7C08 Calculation of Back Pay in Individual or Nonsystemic Cases
In some cases, it may be feasible to calculate individual back pay awards. When it is not, the formula relief method will be used as described in FCCM 7C11. When individual relief is feasible, the CO determines the amount of back pay the contractor will award to victims by calculating, as accurately as possible, the pay the victims would have received if not for the discrimination. The most common way to reconstruct pay is to identify members of the favored group for comparison with affected members of the nonfavored group (or an individual without a disability in a Section 503 case). Proper comparators are those who were hired, promoted, etc., at about the same time the victims of the discrimination should have been hired, promoted, etc. The CO then traces comparators’ pay history.

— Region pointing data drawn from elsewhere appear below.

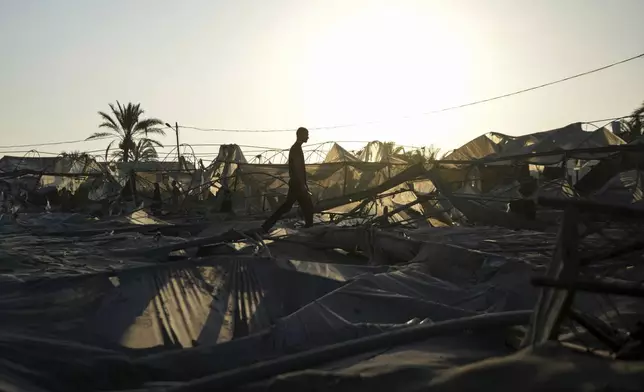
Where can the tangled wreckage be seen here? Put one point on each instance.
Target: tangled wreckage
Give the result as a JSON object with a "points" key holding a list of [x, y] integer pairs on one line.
{"points": [[513, 262]]}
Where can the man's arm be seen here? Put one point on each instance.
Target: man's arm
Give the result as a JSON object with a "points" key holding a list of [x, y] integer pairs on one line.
{"points": [[299, 172]]}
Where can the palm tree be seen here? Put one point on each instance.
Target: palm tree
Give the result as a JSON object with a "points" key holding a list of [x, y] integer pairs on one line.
{"points": [[126, 126], [635, 124]]}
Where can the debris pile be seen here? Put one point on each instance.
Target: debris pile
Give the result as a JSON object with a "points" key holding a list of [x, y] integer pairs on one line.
{"points": [[513, 254]]}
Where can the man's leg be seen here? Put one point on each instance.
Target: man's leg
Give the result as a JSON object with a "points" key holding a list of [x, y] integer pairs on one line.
{"points": [[304, 199], [283, 209]]}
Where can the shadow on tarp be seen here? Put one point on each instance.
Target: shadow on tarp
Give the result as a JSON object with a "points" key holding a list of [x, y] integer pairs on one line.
{"points": [[366, 305], [171, 305]]}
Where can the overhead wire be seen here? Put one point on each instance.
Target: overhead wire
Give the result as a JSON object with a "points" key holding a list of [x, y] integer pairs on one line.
{"points": [[494, 98], [370, 122]]}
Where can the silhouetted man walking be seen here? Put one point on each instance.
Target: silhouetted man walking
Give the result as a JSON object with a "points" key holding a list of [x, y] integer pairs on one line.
{"points": [[297, 188]]}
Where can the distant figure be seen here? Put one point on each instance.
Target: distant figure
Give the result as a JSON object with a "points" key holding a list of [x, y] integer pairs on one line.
{"points": [[297, 188], [157, 204], [176, 194]]}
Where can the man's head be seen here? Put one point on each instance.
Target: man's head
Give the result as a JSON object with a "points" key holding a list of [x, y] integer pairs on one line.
{"points": [[302, 135]]}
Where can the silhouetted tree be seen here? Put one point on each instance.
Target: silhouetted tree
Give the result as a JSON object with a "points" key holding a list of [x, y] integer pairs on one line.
{"points": [[635, 124], [127, 127]]}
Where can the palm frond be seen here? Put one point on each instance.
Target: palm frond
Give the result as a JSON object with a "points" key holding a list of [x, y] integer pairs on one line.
{"points": [[97, 135], [107, 150], [152, 142], [109, 122]]}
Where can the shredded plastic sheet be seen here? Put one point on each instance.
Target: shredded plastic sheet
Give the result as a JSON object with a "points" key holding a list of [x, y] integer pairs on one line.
{"points": [[570, 137], [174, 305]]}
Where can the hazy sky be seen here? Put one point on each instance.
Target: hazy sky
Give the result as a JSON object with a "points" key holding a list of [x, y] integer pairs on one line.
{"points": [[281, 64]]}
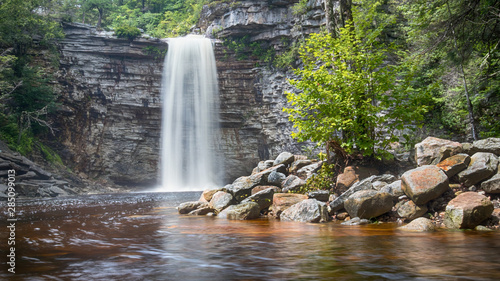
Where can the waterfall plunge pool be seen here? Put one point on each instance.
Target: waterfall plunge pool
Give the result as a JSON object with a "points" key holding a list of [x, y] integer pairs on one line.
{"points": [[140, 236]]}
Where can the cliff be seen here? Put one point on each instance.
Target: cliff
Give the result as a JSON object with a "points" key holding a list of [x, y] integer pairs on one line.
{"points": [[108, 126]]}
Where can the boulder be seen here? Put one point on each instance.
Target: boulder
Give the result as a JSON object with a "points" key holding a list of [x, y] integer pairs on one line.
{"points": [[275, 178], [482, 166], [424, 183], [221, 200], [491, 145], [187, 207], [320, 195], [367, 204], [283, 201], [309, 210], [242, 211], [433, 150], [307, 171], [467, 210], [298, 164], [419, 225], [285, 158], [454, 164], [492, 185], [366, 184], [292, 183], [394, 189], [410, 211], [264, 198], [264, 187]]}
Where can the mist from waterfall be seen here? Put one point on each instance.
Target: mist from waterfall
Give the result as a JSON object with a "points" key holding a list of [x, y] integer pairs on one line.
{"points": [[190, 116]]}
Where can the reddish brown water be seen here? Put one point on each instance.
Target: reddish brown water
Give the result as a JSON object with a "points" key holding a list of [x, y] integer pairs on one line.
{"points": [[141, 237]]}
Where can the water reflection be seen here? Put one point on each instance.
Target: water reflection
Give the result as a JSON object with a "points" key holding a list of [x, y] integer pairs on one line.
{"points": [[141, 237]]}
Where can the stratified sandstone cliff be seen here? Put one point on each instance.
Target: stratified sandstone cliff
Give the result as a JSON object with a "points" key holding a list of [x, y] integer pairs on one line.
{"points": [[110, 118]]}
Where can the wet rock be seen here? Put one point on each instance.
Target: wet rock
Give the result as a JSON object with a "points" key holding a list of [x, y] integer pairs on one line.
{"points": [[419, 225], [292, 183], [221, 200], [482, 166], [309, 210], [492, 185], [490, 145], [320, 195], [454, 164], [187, 207], [276, 178], [433, 150], [283, 201], [307, 171], [242, 211], [467, 210], [410, 211], [285, 158], [356, 221], [424, 183], [298, 164], [264, 198], [368, 204]]}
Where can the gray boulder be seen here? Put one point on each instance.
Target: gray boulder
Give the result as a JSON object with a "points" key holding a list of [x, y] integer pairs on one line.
{"points": [[482, 166], [492, 185], [419, 225], [424, 184], [367, 204], [285, 158], [264, 198], [309, 210], [467, 210], [433, 150], [242, 211]]}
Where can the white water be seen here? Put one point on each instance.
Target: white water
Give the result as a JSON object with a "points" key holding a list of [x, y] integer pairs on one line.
{"points": [[190, 116]]}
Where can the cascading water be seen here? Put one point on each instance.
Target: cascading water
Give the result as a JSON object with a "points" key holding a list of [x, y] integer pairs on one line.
{"points": [[190, 116]]}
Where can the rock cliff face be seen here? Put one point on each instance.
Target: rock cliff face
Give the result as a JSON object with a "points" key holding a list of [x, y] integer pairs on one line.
{"points": [[110, 119]]}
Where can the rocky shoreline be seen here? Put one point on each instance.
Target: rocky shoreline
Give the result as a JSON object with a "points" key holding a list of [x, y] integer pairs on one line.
{"points": [[451, 185]]}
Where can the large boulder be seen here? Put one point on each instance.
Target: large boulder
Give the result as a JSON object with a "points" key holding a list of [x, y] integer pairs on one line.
{"points": [[292, 183], [482, 166], [424, 184], [467, 210], [433, 150], [492, 185], [283, 201], [367, 204], [285, 158], [410, 211], [187, 207], [306, 171], [491, 145], [264, 198], [419, 225], [309, 210], [242, 211], [454, 164], [366, 184], [221, 200]]}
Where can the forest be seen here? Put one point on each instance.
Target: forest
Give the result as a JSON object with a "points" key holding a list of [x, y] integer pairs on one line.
{"points": [[427, 62]]}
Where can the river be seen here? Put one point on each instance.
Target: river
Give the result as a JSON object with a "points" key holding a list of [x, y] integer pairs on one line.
{"points": [[140, 236]]}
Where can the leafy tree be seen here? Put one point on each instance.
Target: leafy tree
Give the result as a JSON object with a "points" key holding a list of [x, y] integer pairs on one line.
{"points": [[348, 92]]}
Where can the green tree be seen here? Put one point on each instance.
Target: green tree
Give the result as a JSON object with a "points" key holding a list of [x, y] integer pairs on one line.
{"points": [[349, 97]]}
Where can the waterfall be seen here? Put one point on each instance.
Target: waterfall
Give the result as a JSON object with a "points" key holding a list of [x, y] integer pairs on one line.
{"points": [[190, 116]]}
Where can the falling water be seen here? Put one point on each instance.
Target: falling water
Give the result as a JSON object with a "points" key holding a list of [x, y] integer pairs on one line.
{"points": [[190, 116]]}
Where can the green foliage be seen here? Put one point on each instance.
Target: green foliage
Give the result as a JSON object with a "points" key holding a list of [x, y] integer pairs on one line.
{"points": [[127, 31], [348, 92]]}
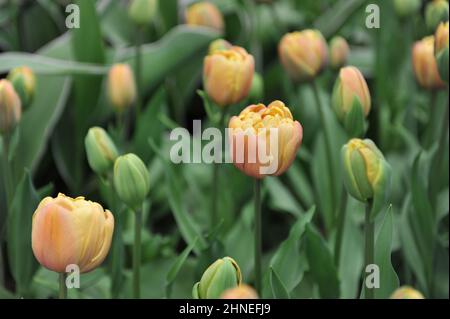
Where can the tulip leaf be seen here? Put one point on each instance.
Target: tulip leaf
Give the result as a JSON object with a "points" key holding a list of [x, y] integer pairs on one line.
{"points": [[321, 264], [22, 262]]}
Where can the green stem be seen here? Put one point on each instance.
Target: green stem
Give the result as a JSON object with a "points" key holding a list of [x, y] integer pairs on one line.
{"points": [[258, 237], [62, 286], [137, 254], [369, 249]]}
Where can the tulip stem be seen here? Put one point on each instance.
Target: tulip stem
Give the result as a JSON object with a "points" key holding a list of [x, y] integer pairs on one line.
{"points": [[62, 286], [137, 254], [369, 250], [258, 236]]}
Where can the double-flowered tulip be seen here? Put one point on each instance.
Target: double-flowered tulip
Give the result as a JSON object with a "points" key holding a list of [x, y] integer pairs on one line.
{"points": [[222, 275], [264, 140], [228, 75], [303, 54], [71, 231]]}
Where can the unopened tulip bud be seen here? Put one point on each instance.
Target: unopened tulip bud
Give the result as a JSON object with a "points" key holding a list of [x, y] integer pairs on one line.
{"points": [[100, 149], [71, 231], [424, 64], [351, 100], [10, 107], [339, 51], [436, 12], [142, 12], [121, 87], [220, 276], [228, 75], [441, 49], [406, 292], [303, 54], [204, 14], [240, 292], [366, 172], [131, 180], [24, 82]]}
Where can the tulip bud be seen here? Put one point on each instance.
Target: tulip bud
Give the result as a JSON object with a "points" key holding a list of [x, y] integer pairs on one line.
{"points": [[68, 231], [100, 149], [351, 100], [228, 75], [204, 14], [240, 292], [131, 180], [339, 51], [264, 140], [121, 87], [24, 82], [436, 12], [223, 274], [425, 66], [219, 45], [441, 50], [10, 107], [406, 292], [142, 12], [303, 54], [366, 172], [405, 8]]}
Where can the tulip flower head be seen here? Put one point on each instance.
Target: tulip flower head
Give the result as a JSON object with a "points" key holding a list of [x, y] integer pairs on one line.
{"points": [[228, 75], [222, 275], [205, 14], [10, 107], [71, 231], [425, 66], [303, 54], [264, 140]]}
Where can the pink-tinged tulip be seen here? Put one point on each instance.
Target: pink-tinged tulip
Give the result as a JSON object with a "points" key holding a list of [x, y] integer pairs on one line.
{"points": [[204, 14], [69, 231], [228, 75], [424, 64], [10, 107], [121, 87], [303, 54], [264, 140]]}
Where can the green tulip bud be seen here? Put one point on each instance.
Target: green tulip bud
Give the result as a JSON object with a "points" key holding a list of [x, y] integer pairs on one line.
{"points": [[222, 275], [131, 180], [142, 12], [366, 172], [100, 149]]}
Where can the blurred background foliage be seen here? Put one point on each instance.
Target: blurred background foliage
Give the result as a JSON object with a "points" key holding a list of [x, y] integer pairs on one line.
{"points": [[298, 220]]}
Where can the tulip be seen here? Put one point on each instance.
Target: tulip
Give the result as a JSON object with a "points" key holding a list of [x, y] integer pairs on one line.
{"points": [[100, 149], [271, 128], [10, 107], [436, 12], [339, 51], [228, 75], [223, 274], [71, 231], [303, 54], [121, 87], [24, 82], [204, 14], [424, 64], [406, 292], [351, 100], [441, 50], [131, 180], [142, 12], [240, 292]]}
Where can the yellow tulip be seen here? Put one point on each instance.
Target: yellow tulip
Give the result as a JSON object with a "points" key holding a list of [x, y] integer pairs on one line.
{"points": [[69, 231], [264, 140]]}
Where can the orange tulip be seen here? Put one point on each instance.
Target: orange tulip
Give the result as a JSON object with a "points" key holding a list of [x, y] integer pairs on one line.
{"points": [[264, 140]]}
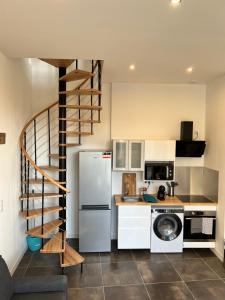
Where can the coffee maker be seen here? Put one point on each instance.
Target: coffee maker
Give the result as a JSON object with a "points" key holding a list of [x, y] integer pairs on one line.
{"points": [[161, 195]]}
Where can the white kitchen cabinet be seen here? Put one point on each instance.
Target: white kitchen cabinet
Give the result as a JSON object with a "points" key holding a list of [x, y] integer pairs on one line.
{"points": [[136, 155], [160, 150], [128, 155], [120, 155], [134, 224]]}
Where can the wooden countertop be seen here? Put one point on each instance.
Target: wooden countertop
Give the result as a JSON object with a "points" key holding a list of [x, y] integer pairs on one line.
{"points": [[169, 201]]}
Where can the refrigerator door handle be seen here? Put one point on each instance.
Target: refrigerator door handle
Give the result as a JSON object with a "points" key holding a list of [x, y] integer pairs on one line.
{"points": [[95, 207]]}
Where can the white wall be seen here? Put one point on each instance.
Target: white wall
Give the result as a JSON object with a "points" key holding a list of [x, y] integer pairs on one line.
{"points": [[127, 117], [215, 157], [154, 111], [44, 92], [15, 101]]}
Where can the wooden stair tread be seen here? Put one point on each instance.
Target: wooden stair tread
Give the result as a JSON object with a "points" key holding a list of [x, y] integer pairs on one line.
{"points": [[33, 213], [58, 63], [56, 156], [39, 181], [84, 107], [81, 92], [69, 145], [70, 257], [76, 133], [54, 245], [79, 120], [47, 228], [76, 75], [52, 168], [34, 196]]}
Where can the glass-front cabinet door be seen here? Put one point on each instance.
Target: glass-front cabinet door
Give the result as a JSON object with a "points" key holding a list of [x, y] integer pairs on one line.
{"points": [[136, 155], [120, 155]]}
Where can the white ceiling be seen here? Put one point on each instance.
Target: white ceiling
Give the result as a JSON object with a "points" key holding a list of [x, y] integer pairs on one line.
{"points": [[159, 39]]}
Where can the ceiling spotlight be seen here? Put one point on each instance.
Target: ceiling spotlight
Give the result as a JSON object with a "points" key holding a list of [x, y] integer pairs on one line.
{"points": [[175, 2], [189, 70]]}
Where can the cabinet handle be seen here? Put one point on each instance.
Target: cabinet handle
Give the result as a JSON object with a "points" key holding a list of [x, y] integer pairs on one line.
{"points": [[199, 218]]}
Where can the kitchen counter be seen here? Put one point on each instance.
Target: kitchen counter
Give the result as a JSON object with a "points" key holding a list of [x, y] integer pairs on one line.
{"points": [[169, 201]]}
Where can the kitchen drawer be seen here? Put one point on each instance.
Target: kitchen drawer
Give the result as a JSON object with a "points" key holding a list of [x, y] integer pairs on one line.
{"points": [[135, 211], [134, 239], [134, 222]]}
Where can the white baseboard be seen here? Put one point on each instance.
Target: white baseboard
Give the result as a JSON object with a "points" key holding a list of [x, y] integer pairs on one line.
{"points": [[18, 259], [72, 236], [218, 254]]}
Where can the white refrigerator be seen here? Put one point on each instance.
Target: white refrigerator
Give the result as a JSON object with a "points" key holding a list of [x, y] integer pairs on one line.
{"points": [[95, 193]]}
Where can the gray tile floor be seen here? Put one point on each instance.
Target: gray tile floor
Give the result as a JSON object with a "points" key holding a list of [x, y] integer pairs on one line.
{"points": [[136, 275]]}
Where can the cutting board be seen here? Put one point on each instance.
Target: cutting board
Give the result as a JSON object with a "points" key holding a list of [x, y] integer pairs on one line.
{"points": [[129, 184]]}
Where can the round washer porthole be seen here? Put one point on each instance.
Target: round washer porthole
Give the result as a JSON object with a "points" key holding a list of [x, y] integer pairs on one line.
{"points": [[167, 227]]}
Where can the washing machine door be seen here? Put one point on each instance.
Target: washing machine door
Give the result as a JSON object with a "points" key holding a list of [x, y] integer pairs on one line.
{"points": [[167, 227]]}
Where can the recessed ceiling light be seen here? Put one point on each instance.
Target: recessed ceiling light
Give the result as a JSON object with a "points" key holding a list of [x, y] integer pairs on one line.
{"points": [[132, 67], [175, 2], [190, 69]]}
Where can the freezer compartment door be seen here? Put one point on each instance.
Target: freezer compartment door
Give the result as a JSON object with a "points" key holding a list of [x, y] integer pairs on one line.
{"points": [[94, 178], [95, 230]]}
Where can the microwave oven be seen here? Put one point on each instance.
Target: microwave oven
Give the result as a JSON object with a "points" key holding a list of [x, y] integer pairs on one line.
{"points": [[159, 170]]}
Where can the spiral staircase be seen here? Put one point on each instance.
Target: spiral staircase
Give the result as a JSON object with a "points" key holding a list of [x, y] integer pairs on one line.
{"points": [[44, 141]]}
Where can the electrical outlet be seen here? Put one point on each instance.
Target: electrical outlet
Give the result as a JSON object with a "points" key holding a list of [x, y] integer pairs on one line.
{"points": [[1, 205], [2, 138]]}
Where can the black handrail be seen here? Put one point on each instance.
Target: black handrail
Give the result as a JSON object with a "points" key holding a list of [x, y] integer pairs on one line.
{"points": [[35, 147], [27, 191], [49, 139], [99, 87], [42, 210], [92, 85], [21, 177]]}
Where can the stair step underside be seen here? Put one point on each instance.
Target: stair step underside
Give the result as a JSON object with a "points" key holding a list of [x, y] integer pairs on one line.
{"points": [[81, 92], [47, 228], [56, 156], [33, 213], [52, 168], [79, 120], [75, 133], [69, 145], [39, 181], [76, 75], [54, 245], [70, 257], [83, 107], [37, 196], [58, 63]]}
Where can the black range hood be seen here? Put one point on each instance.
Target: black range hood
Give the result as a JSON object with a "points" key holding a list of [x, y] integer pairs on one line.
{"points": [[190, 148]]}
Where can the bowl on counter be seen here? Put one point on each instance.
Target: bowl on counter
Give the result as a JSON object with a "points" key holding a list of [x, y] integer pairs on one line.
{"points": [[132, 198]]}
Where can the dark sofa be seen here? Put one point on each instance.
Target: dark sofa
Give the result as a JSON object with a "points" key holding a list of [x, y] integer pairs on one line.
{"points": [[31, 288]]}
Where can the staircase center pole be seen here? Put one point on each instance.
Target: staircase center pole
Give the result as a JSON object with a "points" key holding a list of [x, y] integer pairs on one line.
{"points": [[62, 149]]}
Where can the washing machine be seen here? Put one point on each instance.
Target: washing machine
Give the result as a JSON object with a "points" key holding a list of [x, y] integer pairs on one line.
{"points": [[167, 229]]}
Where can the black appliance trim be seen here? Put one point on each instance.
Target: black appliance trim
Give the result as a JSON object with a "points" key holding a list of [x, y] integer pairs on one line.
{"points": [[95, 207], [172, 236], [190, 148], [169, 165]]}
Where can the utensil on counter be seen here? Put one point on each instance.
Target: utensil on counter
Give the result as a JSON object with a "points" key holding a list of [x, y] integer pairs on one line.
{"points": [[149, 198], [171, 188], [129, 184], [161, 195]]}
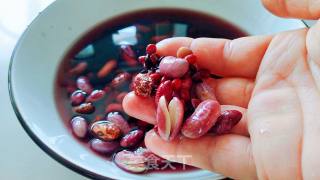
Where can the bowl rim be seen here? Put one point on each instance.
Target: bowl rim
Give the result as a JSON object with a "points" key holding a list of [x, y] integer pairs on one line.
{"points": [[51, 152]]}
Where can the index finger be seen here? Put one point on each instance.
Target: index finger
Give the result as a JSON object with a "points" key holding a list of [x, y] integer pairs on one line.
{"points": [[240, 57], [229, 155], [305, 9]]}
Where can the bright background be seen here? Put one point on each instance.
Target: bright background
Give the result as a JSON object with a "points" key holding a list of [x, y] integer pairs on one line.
{"points": [[20, 157]]}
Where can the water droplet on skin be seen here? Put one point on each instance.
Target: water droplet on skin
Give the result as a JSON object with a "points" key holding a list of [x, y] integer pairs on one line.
{"points": [[43, 34]]}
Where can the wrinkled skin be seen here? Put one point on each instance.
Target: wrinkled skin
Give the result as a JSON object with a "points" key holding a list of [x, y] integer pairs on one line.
{"points": [[275, 81]]}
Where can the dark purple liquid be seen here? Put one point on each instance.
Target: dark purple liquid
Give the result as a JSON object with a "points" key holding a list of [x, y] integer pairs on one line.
{"points": [[137, 29]]}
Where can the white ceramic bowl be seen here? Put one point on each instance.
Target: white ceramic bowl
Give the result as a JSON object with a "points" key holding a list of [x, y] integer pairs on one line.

In promotion and compensation cases, the difference between the pay received by the victims and that by the comparators within the appropriate time frame constitutes the back pay due the victims. For hiring cases, the difference between the pay received by the comparators and that by the victims if they exercised reasonable diligence to find alternative employment within the appropriate time frame constitutes back pay due the victims. If there are gaps in the comparators’ employment during the back pay period (e.g., the comparators quit, had a lengthy illness), the CO should make a reasonable estimate of the amount of wages the comparators would have made without the break in service.